Besides teaching science and broadcasting, I am also a cameraman for the Kansas City Royals. This morning it really hit me how different the environment is there and how it has helped me improve significantly as a cameraman.
I started working for the Royals 6 years ago on the “front row” these are the guys that run all the statistics on the scoreboard. My first job was to look at situational statistics and decide what made our players look the best, and put those statistics on the scoreboard. I got paid for doing this which made me officially a “professional nerd.” I only worked about 10 games my first year as a backup to the backup. One day as I was coming in I happened to be riding the elevator up with my boss. He asked me if I had ever run a camera. I told him that I had not but I could learn. Two days later I was running a camera. When I first started, I basically knew how to zoom in and how to focus. I barely knew how to break the camera down at the end of the night and if anything else went wrong, I had no clue.
Fast forward 6 years and I now work every game that I want and the majority of the time I am on Camera 1, which is right next to the Royals dugout.
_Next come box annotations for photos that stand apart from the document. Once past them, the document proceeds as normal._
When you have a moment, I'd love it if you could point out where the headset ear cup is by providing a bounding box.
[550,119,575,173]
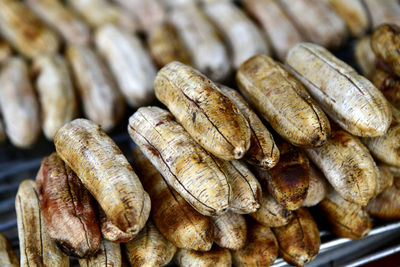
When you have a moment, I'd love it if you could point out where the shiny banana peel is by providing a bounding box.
[328,0,370,37]
[154,62,251,160]
[36,153,101,258]
[367,177,400,221]
[354,35,377,77]
[54,119,150,241]
[32,55,78,140]
[249,192,293,227]
[218,85,279,169]
[66,45,125,131]
[231,219,279,267]
[286,43,392,137]
[305,126,379,206]
[124,220,176,267]
[213,157,262,214]
[371,24,400,76]
[132,146,213,251]
[302,163,328,207]
[0,233,19,267]
[66,0,138,32]
[254,140,311,210]
[128,107,232,216]
[15,180,69,267]
[147,21,192,68]
[279,0,347,49]
[363,0,400,29]
[272,208,321,266]
[0,0,59,58]
[174,245,232,267]
[212,211,247,250]
[26,0,90,44]
[0,57,40,148]
[244,0,305,62]
[95,25,156,107]
[318,188,372,240]
[169,4,231,82]
[203,1,270,69]
[79,239,122,267]
[236,55,330,147]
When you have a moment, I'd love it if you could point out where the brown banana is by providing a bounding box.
[0,57,40,148]
[132,146,213,251]
[279,0,347,49]
[174,245,232,267]
[318,188,372,239]
[218,85,279,169]
[328,0,370,37]
[286,43,392,137]
[231,219,279,267]
[128,107,232,216]
[66,45,125,131]
[124,220,176,267]
[54,119,150,242]
[0,233,19,267]
[302,163,328,207]
[371,24,400,76]
[305,127,379,206]
[213,157,262,214]
[243,0,305,62]
[147,21,192,68]
[0,0,59,58]
[272,208,321,266]
[154,62,251,160]
[169,3,231,82]
[236,55,330,147]
[367,177,400,221]
[25,0,90,44]
[32,55,78,140]
[15,180,69,267]
[249,192,293,227]
[254,140,311,210]
[79,239,122,267]
[213,211,247,250]
[203,1,270,69]
[36,153,101,258]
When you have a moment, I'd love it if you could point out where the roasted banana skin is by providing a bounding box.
[124,220,176,267]
[305,126,379,206]
[25,0,90,44]
[286,43,392,137]
[243,0,306,62]
[154,62,251,160]
[231,218,279,267]
[0,0,59,58]
[32,55,78,140]
[213,211,247,250]
[132,146,213,251]
[0,57,41,148]
[15,180,69,267]
[36,153,101,258]
[218,85,279,169]
[79,239,122,267]
[272,208,321,266]
[128,107,232,216]
[371,24,400,76]
[0,233,19,267]
[174,245,232,267]
[318,188,372,240]
[236,55,330,147]
[66,45,125,131]
[95,25,156,108]
[54,119,150,243]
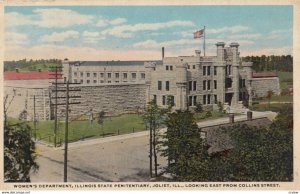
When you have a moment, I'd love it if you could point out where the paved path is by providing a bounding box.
[31,112,276,182]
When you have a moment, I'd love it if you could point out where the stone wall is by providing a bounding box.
[4,85,50,121]
[252,77,280,98]
[52,84,146,119]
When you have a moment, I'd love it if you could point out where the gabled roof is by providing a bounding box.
[252,71,278,78]
[4,71,62,80]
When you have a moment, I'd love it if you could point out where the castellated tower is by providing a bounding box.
[214,42,226,107]
[176,62,188,110]
[144,62,156,104]
[229,43,240,107]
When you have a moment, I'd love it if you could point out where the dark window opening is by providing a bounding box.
[157,81,162,90]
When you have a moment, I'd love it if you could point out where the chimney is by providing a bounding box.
[229,113,234,123]
[247,111,252,121]
[195,50,201,57]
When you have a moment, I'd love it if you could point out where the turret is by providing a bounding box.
[216,42,225,61]
[230,42,240,65]
[176,63,187,83]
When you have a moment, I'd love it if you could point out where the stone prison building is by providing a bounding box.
[4,42,280,120]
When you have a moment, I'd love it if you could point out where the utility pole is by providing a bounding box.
[50,66,62,147]
[64,80,69,182]
[53,81,81,182]
[33,95,36,141]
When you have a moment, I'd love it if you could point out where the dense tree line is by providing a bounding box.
[242,55,293,72]
[150,106,293,181]
[4,59,62,71]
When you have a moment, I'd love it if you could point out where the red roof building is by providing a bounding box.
[4,71,62,80]
[252,71,278,78]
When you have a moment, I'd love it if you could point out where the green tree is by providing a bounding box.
[216,107,293,181]
[143,100,165,177]
[161,111,208,181]
[4,124,38,182]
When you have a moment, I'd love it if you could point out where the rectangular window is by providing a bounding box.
[157,81,162,90]
[166,81,170,91]
[239,79,243,88]
[168,96,175,106]
[189,96,193,106]
[193,81,197,91]
[207,94,210,104]
[203,95,206,104]
[193,96,197,106]
[131,73,136,79]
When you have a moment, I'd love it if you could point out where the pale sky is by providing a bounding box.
[4,6,293,61]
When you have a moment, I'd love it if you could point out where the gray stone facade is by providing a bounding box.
[4,42,280,120]
[252,77,280,98]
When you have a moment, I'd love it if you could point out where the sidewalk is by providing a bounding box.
[43,111,276,150]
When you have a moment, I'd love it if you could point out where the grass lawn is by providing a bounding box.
[194,111,227,122]
[9,111,226,144]
[253,71,293,104]
[10,114,145,146]
[251,104,292,112]
[278,71,293,91]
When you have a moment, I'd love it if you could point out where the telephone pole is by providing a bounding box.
[50,66,62,147]
[53,81,81,182]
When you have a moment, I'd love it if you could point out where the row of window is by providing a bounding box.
[153,95,175,106]
[166,65,173,71]
[188,94,218,106]
[202,66,217,75]
[157,81,170,91]
[239,79,246,88]
[74,72,145,79]
[73,79,134,84]
[153,94,218,106]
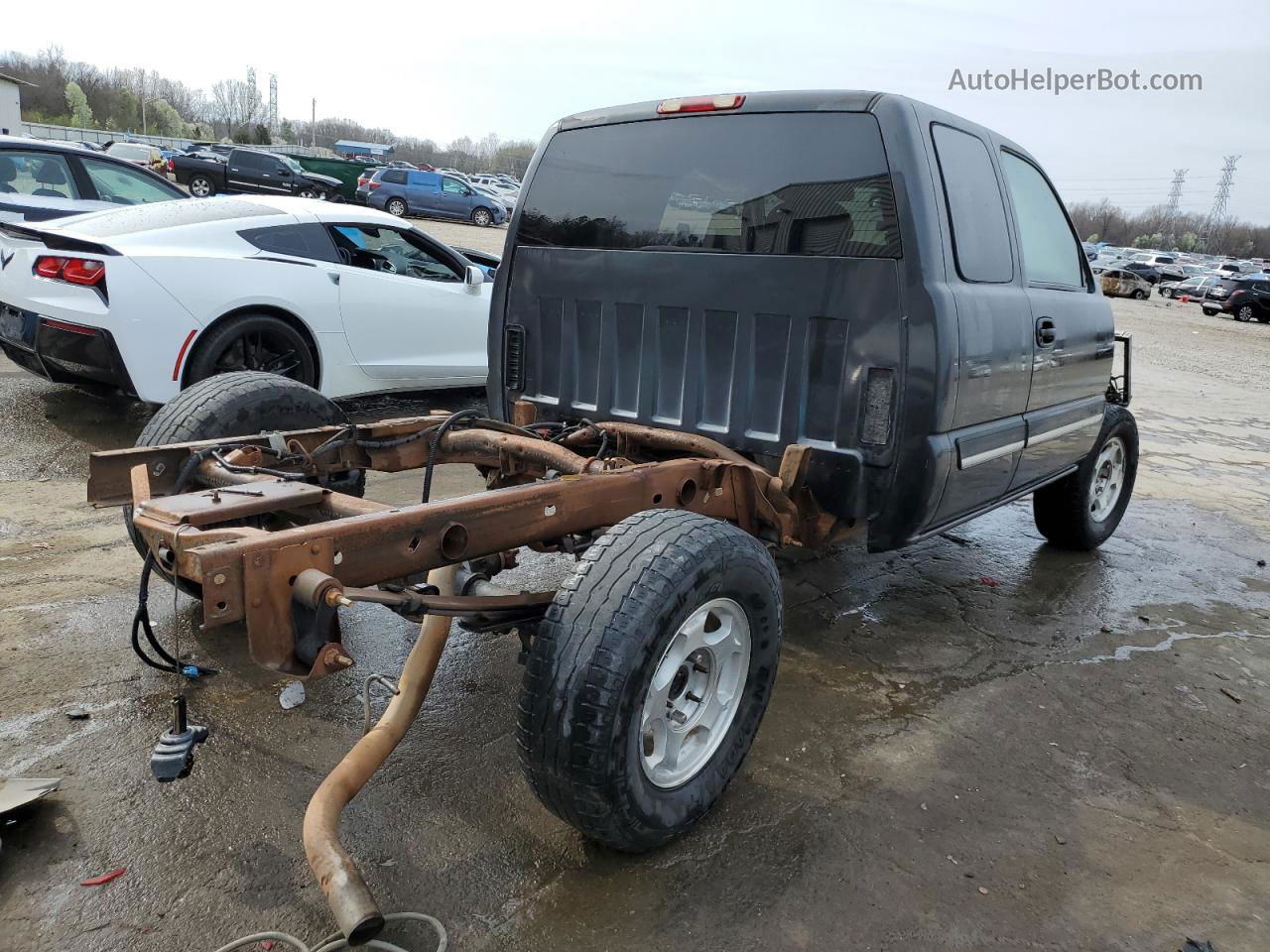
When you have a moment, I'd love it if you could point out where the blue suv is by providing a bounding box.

I am also the backup fancam operator - the one that roves around the stadium. I worked the All Star Game on camera, I’ve had shots used by TV, including the MLB network, and I’ve started to get asked to work camera outside the Royals including the NAIA championship.
I’ve improved a lot since that first shaky shot from the upper deck. This morning I was thinking about how I was able to improve as a camera operator and a couple of things struck me. Last night I had 2-3 shots where someone in the booth, either the director, or technical director said nice shot, or nice move. Really small things but they mean a lot. Every time I get a positive reinforcement like that, I want to do something even better.
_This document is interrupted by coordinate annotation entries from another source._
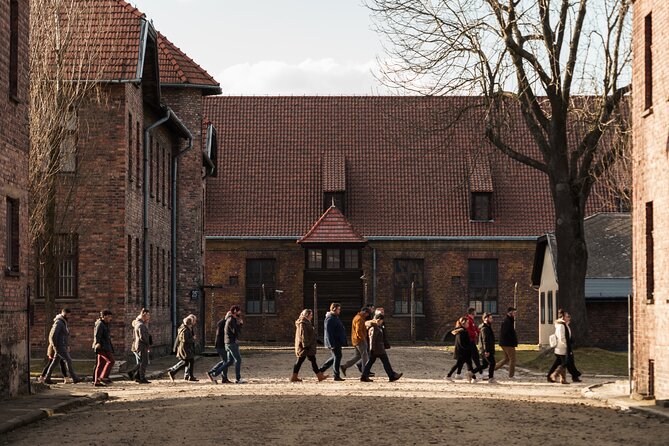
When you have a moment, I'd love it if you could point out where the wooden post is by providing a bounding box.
[314,283,318,339]
[411,282,416,344]
[260,283,266,343]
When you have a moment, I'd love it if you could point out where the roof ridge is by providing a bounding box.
[158,31,188,83]
[158,31,215,85]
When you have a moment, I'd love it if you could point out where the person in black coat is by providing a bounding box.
[495,307,518,379]
[93,310,115,387]
[446,317,476,383]
[474,313,496,384]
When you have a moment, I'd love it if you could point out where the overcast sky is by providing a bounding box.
[130,0,385,95]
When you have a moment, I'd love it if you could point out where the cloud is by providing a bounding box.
[217,58,383,95]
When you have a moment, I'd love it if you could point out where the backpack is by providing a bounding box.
[548,333,557,348]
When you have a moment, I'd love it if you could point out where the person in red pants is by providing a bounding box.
[93,310,115,387]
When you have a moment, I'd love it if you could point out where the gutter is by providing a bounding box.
[170,116,194,342]
[205,235,537,242]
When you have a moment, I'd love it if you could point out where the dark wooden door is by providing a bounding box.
[304,270,364,339]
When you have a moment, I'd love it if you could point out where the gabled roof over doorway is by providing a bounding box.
[297,205,367,244]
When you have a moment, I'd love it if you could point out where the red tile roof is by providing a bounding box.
[205,97,611,239]
[297,205,367,244]
[158,33,220,93]
[60,0,219,89]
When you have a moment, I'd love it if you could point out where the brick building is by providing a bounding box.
[205,97,606,343]
[632,0,669,401]
[32,0,220,355]
[0,0,30,399]
[532,212,632,350]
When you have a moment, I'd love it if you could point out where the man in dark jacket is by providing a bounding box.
[495,307,518,379]
[360,311,402,382]
[207,305,246,384]
[44,308,81,384]
[93,310,115,387]
[320,302,347,381]
[474,313,497,384]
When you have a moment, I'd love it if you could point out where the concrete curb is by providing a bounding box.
[0,392,109,434]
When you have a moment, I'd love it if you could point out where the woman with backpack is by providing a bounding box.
[446,317,476,383]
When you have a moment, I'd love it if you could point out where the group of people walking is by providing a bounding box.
[38,302,581,386]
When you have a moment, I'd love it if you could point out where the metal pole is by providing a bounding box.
[260,283,265,343]
[411,282,416,344]
[314,283,318,339]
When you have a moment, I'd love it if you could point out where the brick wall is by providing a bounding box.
[632,0,669,400]
[206,240,538,344]
[0,0,30,399]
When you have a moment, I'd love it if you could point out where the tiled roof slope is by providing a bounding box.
[64,0,220,89]
[298,206,367,243]
[158,33,219,88]
[583,213,632,278]
[205,96,620,238]
[63,0,144,81]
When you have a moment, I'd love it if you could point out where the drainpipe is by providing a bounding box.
[142,110,172,308]
[372,248,376,306]
[170,131,193,342]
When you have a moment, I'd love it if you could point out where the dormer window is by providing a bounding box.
[471,192,492,221]
[323,191,346,215]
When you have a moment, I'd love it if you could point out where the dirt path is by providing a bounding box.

Running a camera everything that you do is noticed, either by someone seeing your shot, or another camera person having you in their shot. (For example the other night Miguel Cabrera fouled a ball off that was no where near me, but I just caught movement out of the corner of my eye, and I flinched - big time. By coincidence another camera happened to have me in their frame and one of the guys in the booth saw me flinch. It then got replayed and I got laughed at a lot.)
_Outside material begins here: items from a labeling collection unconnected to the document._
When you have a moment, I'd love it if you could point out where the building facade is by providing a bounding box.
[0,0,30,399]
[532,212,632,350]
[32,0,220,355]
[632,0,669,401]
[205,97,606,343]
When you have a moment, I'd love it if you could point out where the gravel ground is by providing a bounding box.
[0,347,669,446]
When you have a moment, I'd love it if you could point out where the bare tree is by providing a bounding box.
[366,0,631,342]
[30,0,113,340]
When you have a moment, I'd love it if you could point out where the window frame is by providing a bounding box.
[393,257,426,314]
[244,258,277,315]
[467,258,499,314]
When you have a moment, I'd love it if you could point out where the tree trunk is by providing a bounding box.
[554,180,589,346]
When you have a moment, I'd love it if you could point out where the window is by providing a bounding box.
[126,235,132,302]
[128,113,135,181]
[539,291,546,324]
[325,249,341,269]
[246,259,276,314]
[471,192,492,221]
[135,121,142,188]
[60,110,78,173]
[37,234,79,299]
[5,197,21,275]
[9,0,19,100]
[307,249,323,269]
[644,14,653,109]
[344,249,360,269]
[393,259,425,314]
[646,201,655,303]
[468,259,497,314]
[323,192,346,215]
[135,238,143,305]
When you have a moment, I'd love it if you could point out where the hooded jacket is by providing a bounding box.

I guess where I’m going with this is that there is constant immediate feedback, both good and bad. If your focus is off, pan off while you are still live to the board, or if you do something cool, it gets noticed. I think this is one of the reasons I’ve improved. Not only does the feedback help, but I really want to hear one of the guys say something good about one of my shots. One of the most powerful things that anyone has ever said to me was the first day I ran the fancam. The director told me that he wanted me to be awesome and that he would rather me fail trying to be awesome than to try to be safe. That one sentence made it click.
When was the last time I got immediate feedback, or any feedback on my instruction? The most thorough feedback I’ve ever gotten on my teaching was when I was student teaching 16 years ago. My cooperating teacher would leave notes on my desk after lessons with positives and things I needed to work on. These notes were amazing and this is a practice I’ve used with student teachers I have had. I also had my assistant principal come in and observe a lesson. He followed me around to groups and scripted everything that was said and done, then we met and he broke down the entire lesson and asked really difficult questions. Questions that made me think about how I had been doing things, and that opened my eyes to what could be better. I still remember him asking me what happened to the small groups when I left them to work with another group. I had no idea.
I know this seems like I’m throwing those that have done evaluations under the bus, and I’m truly not trying to do that. I know they are slammed with a lot of evaluations, and a million other things to do. I just think it is interesting to make a connection to how I’ve gone from having no experience on a professional camera (and only 1 week of broadcast training before that) and in 6 years I’m one of the go to camera guys for the Royals (and still no where nearly as good as the TV guys . . . wow are they awesome!). Ultimately, for teachers to get better administrators, instructional coaches and other teachers need to be in classrooms. We can’t be afraid of feedback, even if it is negative. If you have a bad shot, shake it off and move on. We’ve all had lessons we wished we could do over. How, as a profession are we supposed to improve without feedback? Are you afraid of feedback? What kind of feedback is important to you? How can I take this lesson and use it to help my students, especially with all of them having computers?